Today’s topics include Apple’s Tim Cook calling for a national privacy law like Europe’s GDPR, and the Department of Defense expanding its bug bounty program.
On Oct. 24 in the European Parliament in the Espace Léopold in Brussels, Belgium, Apple CEO Tim Cook forcefully called for a global movement to protect privacy similar to what the European Union has done with the General Data Protection Regulation, which went into effect in May.
Calling privacy a “fundamental human right,” Cook pushed for legislation in the United States that provides similar protections. He claims technology companies are becoming a “data industrial complex,” echoing the words of former President Dwight Eisenhower, who lamented the growth of the military industrial complex at the beginning of the Cold War.
Cook said that such companies know you better than you know yourself, and he wondered, “What kind of world do we want to live in?”
Also on Oct. 24, the U.S. Department of Defense announced an expansion of its bug bounty efforts, awarding contracts to three managed bug bounty vendors: HackerOne, Synack and Bugcrowd.
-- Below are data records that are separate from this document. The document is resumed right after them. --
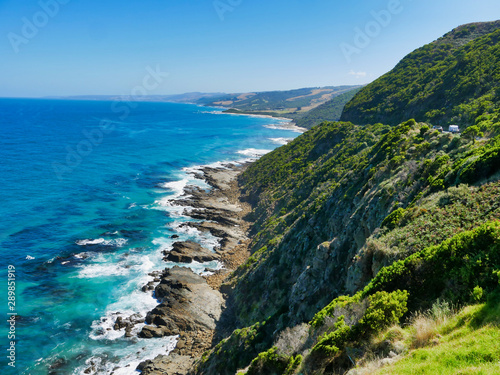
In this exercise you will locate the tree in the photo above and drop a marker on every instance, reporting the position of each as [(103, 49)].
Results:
[(472, 132)]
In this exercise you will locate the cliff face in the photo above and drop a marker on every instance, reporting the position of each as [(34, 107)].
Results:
[(450, 81)]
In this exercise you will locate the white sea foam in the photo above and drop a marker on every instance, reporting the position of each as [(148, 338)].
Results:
[(281, 141), (253, 152), (118, 242), (102, 270), (177, 187), (129, 357)]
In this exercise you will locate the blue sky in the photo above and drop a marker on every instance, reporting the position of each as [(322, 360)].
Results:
[(76, 47)]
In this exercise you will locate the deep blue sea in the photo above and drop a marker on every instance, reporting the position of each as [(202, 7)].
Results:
[(85, 213)]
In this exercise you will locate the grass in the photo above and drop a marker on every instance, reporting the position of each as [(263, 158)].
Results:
[(465, 343)]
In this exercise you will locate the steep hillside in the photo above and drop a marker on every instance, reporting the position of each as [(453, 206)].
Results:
[(360, 229), (453, 80), (329, 111), (291, 104)]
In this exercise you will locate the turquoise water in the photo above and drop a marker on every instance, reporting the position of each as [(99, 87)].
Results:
[(86, 210)]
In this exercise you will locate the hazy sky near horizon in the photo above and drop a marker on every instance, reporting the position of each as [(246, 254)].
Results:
[(91, 47)]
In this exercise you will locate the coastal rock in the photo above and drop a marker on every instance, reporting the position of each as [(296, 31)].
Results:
[(189, 251), (187, 304), (172, 364)]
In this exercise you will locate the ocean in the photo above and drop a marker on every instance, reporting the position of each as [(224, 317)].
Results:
[(86, 189)]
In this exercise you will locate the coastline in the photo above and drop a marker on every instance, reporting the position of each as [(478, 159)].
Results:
[(191, 305), (288, 124)]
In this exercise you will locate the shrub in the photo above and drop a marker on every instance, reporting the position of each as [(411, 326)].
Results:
[(450, 269), (393, 219), (385, 309)]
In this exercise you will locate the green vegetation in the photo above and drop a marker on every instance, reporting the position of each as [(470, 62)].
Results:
[(453, 80), (385, 238)]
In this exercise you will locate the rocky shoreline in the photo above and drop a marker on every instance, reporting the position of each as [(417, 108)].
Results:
[(191, 305)]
HackerOne and Synack had been part of an October 2016 contract with the DoD for bug bounties, which is now being renewed and extended to bring Bugcrowd into the program.
With a bug bounty program, an organization rewards security researchers for privately disclosing software vulnerabilities.
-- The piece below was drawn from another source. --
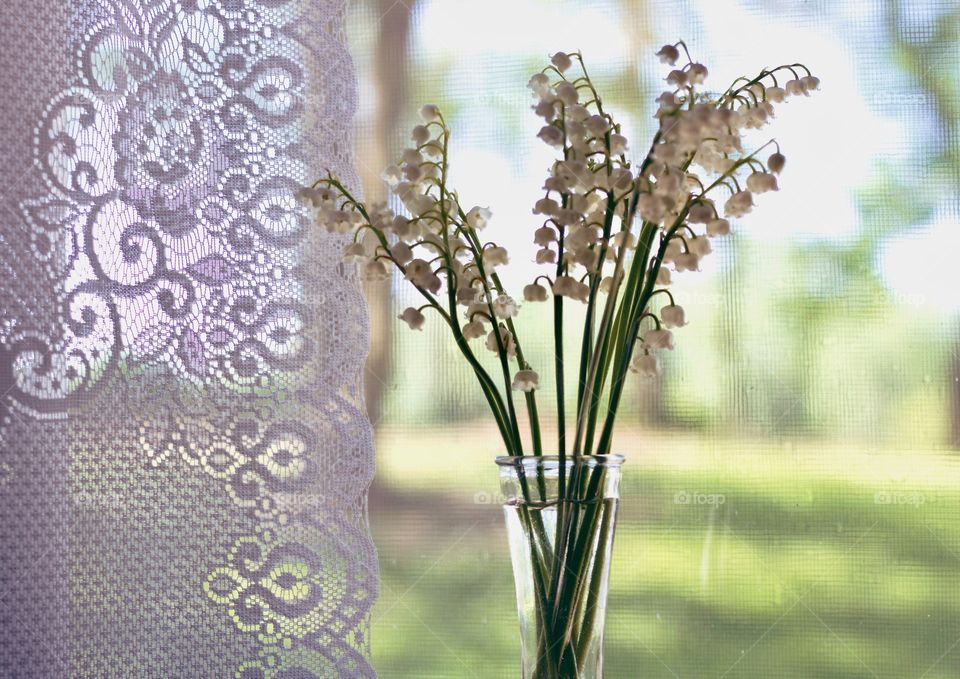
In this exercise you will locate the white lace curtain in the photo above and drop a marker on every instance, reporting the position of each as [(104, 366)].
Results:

The DoD has been running multiple bug bounty efforts since 2016, including Hack the Pentagon, Hack the Air Force, Hack the Marines and Hack the Army, among other efforts. For example, the Hack the Air Force 2.0 bounty in February run by HackerOne was a 20-day challenge in which 106 vulnerabilities were disclosed and patched. The DoD then paid out $103,883 in awards to security researchers.